Many COB LEDs use a ceramic substrate rather than circuit board. And those that do are just multiple LED versions quite similar to the power LEDs we use. In fact Cree's CXA (Edit: and even the MT-G2) is considered a COB led. The big difference is in how much light is produced per watt, that's where Cree shines.
Typically the COB LEDs are meant for broad coverage - plenty of spill. Think light bulb. Because of the emitting area size they are nearly impossible to focus into a tight beam for typical flashlight use. On the other hand if a wide flood is what you want then these are an option.
For efficiency and flood, multiple low power LEDs are better but it shouldn’t be compared to a single LED on a star commonly used for it’s compactness. COB doesn’t need copper if the power to each LED is low and they’re well-spaced but a single high powered LED does. COB serves one purpose and a copper star, another.
Sure, the MT-G2 and XHP50/XHP70 are arrays… but AFAIK the COB term has traditionally been applied to the scenario where we plunk down a bunch of chips and then pour phosphor over top of them. (Or use other money-saving tricks. In other words I’ve always seen the term COB used in the ‘cheap’ context. Never to a power LED whether it’s got 1 chip or >1 chip.)
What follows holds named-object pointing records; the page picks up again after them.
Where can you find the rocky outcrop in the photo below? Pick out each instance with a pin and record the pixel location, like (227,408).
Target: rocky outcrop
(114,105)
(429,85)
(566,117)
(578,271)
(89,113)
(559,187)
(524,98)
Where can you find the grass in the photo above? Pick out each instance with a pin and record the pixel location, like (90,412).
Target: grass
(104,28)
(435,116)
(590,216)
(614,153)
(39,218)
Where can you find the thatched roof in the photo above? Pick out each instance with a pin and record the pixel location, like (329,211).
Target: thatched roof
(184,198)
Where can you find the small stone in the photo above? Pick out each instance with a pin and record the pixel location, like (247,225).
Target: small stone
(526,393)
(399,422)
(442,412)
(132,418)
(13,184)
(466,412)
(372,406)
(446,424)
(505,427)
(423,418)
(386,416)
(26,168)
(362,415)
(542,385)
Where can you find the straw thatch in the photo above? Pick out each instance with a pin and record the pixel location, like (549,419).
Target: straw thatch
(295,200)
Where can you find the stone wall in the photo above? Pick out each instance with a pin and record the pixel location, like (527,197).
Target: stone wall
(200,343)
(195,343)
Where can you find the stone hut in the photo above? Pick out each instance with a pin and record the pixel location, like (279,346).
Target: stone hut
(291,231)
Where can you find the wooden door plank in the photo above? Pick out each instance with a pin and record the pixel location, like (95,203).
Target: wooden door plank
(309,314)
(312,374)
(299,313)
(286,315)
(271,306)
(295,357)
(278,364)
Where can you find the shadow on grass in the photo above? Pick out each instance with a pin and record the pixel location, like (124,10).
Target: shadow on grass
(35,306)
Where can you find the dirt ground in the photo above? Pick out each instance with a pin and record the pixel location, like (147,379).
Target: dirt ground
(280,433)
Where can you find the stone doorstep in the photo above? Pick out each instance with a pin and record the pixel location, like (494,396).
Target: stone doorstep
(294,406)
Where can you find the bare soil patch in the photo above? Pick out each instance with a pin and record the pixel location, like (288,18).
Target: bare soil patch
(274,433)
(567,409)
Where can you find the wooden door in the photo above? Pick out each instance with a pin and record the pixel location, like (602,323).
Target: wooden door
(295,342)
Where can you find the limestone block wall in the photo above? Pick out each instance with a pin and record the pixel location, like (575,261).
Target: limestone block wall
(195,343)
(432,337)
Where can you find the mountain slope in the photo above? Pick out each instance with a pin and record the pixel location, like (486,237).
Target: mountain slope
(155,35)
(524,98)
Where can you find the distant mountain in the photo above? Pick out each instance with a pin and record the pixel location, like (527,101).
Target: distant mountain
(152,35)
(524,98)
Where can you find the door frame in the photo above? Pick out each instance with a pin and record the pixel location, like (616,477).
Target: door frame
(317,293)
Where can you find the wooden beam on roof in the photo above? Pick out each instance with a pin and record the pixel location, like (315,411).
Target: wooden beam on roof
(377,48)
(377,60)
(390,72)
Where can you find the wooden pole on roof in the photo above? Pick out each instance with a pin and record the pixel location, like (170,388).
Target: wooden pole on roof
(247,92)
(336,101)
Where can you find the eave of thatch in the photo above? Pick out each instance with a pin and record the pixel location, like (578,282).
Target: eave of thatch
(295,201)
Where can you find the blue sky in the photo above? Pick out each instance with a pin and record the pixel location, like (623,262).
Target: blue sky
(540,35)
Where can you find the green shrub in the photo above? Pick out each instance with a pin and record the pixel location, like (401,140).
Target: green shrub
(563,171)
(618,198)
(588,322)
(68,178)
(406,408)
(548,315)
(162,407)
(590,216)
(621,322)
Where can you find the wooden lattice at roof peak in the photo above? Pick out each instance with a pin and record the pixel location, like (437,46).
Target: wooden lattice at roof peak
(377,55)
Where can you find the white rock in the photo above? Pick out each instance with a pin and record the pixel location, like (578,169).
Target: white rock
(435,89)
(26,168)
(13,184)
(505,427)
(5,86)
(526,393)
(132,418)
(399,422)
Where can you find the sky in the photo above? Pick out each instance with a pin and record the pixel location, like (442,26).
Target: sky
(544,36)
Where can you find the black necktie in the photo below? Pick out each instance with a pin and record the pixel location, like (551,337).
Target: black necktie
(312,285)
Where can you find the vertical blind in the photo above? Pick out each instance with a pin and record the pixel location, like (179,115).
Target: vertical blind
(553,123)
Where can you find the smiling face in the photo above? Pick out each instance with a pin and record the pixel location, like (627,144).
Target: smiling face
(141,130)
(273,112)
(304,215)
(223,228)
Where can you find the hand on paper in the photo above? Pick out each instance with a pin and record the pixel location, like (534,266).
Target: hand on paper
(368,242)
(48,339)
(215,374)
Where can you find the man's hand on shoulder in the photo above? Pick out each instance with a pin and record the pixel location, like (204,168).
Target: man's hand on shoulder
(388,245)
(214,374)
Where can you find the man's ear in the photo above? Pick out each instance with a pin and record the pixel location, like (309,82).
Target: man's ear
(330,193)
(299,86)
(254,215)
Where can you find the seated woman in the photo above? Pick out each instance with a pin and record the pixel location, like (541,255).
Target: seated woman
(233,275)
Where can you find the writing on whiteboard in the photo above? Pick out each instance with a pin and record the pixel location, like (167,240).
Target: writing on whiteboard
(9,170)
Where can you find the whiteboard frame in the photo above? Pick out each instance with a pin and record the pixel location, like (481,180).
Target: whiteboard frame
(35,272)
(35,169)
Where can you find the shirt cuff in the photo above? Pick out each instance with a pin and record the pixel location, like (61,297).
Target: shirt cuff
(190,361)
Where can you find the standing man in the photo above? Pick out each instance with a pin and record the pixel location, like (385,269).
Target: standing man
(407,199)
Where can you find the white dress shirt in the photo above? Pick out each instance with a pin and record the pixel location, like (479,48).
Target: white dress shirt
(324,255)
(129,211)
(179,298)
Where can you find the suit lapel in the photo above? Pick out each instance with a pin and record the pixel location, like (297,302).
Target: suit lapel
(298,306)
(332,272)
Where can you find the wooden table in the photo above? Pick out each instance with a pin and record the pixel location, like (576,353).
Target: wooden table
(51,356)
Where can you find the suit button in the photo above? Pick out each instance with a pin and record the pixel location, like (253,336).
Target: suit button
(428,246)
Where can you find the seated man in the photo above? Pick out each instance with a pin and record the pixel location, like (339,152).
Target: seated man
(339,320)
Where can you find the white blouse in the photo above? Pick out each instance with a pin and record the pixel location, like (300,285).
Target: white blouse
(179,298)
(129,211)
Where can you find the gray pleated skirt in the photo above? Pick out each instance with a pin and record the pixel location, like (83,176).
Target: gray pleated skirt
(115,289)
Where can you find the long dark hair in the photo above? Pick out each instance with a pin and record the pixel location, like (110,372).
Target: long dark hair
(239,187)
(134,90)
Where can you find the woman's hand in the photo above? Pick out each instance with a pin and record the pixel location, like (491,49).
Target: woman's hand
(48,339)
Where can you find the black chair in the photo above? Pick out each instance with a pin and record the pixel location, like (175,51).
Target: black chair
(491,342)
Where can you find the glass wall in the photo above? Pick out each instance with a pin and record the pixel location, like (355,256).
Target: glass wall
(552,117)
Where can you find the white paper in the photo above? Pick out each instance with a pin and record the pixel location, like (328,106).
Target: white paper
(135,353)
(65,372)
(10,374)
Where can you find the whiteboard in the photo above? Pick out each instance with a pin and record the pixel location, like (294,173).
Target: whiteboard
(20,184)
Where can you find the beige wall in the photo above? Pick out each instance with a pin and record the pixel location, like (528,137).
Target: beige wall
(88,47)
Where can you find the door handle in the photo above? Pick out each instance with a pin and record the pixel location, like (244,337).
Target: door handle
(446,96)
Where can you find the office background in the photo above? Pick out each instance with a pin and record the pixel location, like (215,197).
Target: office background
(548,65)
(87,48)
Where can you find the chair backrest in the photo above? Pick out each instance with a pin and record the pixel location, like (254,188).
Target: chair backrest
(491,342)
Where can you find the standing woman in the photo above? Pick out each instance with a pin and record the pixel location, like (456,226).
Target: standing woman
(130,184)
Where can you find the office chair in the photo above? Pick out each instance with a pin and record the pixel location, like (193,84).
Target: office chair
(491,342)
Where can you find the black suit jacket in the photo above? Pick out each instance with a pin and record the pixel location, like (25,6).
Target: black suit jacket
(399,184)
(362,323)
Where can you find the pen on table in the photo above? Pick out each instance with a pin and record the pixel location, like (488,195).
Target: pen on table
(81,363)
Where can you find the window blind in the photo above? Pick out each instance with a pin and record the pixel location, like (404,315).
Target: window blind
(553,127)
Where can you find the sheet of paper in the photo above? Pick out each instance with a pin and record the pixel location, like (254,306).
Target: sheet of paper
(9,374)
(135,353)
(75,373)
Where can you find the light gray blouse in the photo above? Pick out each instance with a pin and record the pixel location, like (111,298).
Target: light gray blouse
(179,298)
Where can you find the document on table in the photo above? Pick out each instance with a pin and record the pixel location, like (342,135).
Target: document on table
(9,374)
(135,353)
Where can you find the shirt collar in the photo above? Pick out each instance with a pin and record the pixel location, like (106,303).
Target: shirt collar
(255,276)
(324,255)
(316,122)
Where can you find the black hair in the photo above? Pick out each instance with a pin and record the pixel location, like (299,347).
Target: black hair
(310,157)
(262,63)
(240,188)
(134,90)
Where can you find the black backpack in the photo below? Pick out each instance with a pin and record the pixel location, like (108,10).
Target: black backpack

If I sit down somewhere and say “bring me your finest COB LED” I don’t think a waiter is going to show up with an MT-G2, MK-R, or XHP70.
This is not a picture of a COB LED. That’s just a bunch of mid-power LEDs soldered onto aluminum MCPCB. Not what the link in the OP is talking about and not what COB means in any sense.
I have been eying the Philips 'crispy white' COB led, it is round, just 10mm diameter, the high CRI version has extremely good colour reproduction, is apparently very uniform in brightness over the entire surface, and in combination with an aspheric lens would make a great big-spot flashlight. But the 34V spoils it all :-(
I know it’s not referring to a cob of corn. I may be wrong but that’s what I bought many years ago sold as an early COB. …or maybe I’m just not remembering correctly.
You are not remembering correctly or you were hoodwinked. COB does mean something, and mid-power LED packages soldered onto an MCPCB is not it. Generally speaking that’s precisely what the cheapest COB units are intended to replace! What you pictured is much more similar to the 3rd diagram than the 1st or 2nd.